How to transform a Dataframe into a Series with Darts including the DatetimeIndex?

1.3k views Asked by At

My Dataframe, temperature measurings over time:

[My Data1]

df.info()

 <class 'pandas.core.frame.DataFrame'>
DatetimeIndex: 17545 entries, 2020-01-01 00:00:00+00:00 to 2022-01-01 00:00:00+00:00
Data columns (total 1 columns):
 #   Column    Non-Null Count  Dtype  
---  ------    --------------  -----  
 0   T (degC)  17545 non-null  float64
dtypes: float64(1)
memory usage: 274.1 KB

After transforming the dataframe into a Time Series with

df_series = TimeSeries.from_dataframe(df)
df_series

the result looks like:

enter image description here

For this reason, I cant plot the Series.

TypeError: Plotting requires coordinates to be numeric, boolean, or dates of type numpy.datetime64, datetime.datetime, cftime.datetime or pandas.Interval. Received data of type object instead.

I expected something like this from the darts doc (https://unit8co.github.io/darts/):

enter image description here

df
    The DataFrame
time_col
    The time column name. If set, the column will be cast to a pandas DatetimeIndex.
If not set, the DataFrame index will be used. In this case the DataFrame must contain an index that is
either a pandas DatetimeIndex or a pandas RangeIndex.

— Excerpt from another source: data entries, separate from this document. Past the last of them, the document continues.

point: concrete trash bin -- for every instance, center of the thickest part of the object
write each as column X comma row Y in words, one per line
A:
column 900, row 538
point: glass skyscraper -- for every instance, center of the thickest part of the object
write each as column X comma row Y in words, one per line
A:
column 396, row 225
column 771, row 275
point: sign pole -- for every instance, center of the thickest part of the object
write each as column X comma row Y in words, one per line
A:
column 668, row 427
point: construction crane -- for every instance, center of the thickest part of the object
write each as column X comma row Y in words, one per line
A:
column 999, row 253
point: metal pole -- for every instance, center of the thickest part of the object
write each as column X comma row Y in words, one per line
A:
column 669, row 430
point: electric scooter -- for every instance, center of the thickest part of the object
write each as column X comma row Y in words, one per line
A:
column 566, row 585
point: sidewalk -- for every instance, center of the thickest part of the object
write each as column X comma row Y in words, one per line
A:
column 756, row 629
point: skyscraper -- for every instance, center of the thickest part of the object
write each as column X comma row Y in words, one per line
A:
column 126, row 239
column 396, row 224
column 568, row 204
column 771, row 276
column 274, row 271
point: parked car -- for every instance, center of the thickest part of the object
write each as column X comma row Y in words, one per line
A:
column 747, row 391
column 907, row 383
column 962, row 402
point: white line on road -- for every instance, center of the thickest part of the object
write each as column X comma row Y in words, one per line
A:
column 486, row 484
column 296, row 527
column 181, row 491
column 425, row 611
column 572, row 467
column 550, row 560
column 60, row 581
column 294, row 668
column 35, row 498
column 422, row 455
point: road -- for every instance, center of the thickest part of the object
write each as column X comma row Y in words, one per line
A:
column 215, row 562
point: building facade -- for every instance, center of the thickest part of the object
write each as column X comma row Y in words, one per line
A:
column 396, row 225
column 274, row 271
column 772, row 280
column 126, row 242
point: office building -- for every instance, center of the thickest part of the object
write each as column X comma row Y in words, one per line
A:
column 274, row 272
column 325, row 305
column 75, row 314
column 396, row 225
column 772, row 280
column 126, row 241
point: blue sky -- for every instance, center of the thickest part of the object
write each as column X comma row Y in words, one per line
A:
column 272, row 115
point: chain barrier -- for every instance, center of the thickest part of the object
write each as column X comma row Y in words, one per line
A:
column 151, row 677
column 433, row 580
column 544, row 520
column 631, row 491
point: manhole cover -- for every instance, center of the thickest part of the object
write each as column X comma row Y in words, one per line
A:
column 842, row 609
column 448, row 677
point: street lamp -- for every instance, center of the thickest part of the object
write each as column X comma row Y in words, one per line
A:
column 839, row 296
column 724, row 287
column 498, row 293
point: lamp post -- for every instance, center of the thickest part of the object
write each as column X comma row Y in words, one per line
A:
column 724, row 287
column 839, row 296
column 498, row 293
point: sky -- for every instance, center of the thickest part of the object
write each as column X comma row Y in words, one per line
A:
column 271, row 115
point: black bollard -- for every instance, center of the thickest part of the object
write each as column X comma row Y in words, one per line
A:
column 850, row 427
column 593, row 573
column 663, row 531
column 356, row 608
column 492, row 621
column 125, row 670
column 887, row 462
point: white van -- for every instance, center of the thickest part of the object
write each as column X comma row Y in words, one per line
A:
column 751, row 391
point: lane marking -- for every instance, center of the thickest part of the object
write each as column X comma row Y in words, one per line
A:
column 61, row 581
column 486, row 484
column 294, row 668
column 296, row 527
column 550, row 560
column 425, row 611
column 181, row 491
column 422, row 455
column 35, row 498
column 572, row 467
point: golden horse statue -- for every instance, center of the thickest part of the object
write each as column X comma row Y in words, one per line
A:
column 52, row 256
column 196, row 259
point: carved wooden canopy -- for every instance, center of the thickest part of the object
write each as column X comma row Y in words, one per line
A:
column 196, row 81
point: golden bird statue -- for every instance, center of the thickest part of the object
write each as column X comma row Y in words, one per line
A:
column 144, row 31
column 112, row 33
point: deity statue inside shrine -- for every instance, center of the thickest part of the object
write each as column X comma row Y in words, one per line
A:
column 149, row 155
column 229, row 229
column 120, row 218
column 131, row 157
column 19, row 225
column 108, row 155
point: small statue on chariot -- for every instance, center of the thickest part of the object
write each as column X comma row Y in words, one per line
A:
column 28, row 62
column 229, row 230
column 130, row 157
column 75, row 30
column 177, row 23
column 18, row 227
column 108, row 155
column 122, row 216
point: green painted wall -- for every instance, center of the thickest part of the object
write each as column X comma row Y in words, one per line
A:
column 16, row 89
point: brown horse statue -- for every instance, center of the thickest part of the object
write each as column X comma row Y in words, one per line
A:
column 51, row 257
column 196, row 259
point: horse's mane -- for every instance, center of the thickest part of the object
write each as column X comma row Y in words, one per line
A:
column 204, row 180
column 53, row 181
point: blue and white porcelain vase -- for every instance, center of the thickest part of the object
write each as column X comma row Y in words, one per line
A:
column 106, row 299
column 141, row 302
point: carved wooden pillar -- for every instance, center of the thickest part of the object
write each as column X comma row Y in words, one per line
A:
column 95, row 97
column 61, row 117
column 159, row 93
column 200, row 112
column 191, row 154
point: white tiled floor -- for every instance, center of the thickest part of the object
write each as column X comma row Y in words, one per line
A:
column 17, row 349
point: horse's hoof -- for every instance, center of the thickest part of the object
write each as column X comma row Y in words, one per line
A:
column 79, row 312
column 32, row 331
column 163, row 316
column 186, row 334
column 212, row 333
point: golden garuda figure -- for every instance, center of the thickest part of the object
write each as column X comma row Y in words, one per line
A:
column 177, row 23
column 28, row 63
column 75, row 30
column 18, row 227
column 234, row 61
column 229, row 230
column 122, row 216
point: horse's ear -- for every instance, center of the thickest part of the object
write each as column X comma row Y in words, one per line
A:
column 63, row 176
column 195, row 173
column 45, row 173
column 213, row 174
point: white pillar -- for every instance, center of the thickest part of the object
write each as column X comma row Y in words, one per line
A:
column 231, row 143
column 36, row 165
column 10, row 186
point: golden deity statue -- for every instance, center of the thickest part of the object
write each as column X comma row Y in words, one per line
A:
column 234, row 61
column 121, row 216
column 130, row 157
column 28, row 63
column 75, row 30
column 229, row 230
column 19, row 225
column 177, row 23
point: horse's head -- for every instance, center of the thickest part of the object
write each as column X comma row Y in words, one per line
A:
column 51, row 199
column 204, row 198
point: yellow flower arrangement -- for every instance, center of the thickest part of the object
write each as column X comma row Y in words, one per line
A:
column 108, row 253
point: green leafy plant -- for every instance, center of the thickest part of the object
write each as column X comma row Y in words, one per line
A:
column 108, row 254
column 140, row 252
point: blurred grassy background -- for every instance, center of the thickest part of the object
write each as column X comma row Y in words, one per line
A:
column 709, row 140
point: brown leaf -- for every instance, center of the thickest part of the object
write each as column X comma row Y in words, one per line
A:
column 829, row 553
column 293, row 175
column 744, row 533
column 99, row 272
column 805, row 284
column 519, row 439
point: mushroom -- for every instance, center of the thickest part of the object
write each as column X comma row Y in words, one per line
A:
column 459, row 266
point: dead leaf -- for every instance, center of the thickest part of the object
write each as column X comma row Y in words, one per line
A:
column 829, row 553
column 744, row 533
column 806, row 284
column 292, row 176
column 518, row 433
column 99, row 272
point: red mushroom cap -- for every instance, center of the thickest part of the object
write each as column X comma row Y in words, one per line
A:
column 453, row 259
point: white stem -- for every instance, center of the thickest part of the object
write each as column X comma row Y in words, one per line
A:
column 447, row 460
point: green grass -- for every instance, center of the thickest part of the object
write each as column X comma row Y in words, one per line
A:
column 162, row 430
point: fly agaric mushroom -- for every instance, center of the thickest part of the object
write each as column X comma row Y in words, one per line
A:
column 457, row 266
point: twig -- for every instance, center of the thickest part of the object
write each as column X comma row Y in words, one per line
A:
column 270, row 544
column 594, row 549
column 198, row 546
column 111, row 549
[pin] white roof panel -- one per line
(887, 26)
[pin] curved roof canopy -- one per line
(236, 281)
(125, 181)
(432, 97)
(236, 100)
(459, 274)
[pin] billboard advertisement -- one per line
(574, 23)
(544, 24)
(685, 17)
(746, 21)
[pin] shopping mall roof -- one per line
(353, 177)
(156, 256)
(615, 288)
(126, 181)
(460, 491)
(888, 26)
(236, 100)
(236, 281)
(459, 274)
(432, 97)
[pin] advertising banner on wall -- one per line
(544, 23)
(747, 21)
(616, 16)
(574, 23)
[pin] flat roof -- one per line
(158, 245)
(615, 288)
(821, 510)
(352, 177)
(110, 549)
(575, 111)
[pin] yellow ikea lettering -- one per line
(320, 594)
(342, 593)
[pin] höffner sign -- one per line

If a DatetimeIndex is
used, it is better if it has no holes; alternatively setting fill_missing_dates can in some casees solve
these issues (filling holes with NaN, or with the provided fillna_value numeric value, if any).

In case about the above method description I don't know why it changed my DatetimeIndex to object.

Any suggestions on that?

Thanks.

1

There are 1 answers

0
kwladyka On

I had the same issue. Darts doesn't work with datetime64[ns, utc], but works with datetime64[ns]. Darts doesn't recognise datetime64[ns, utc] as datatime type of value.

This fix it by doing datetime64[ns, utc] -> datetime64[ns]:

def set_index(df):
    df['open_time'] = pd.to_datetime(df['open_time'], infer_datetime_format=True).dt.tz_localize(None)
    df.set_index(keys='open_time', inplace=True, drop=True)
    return df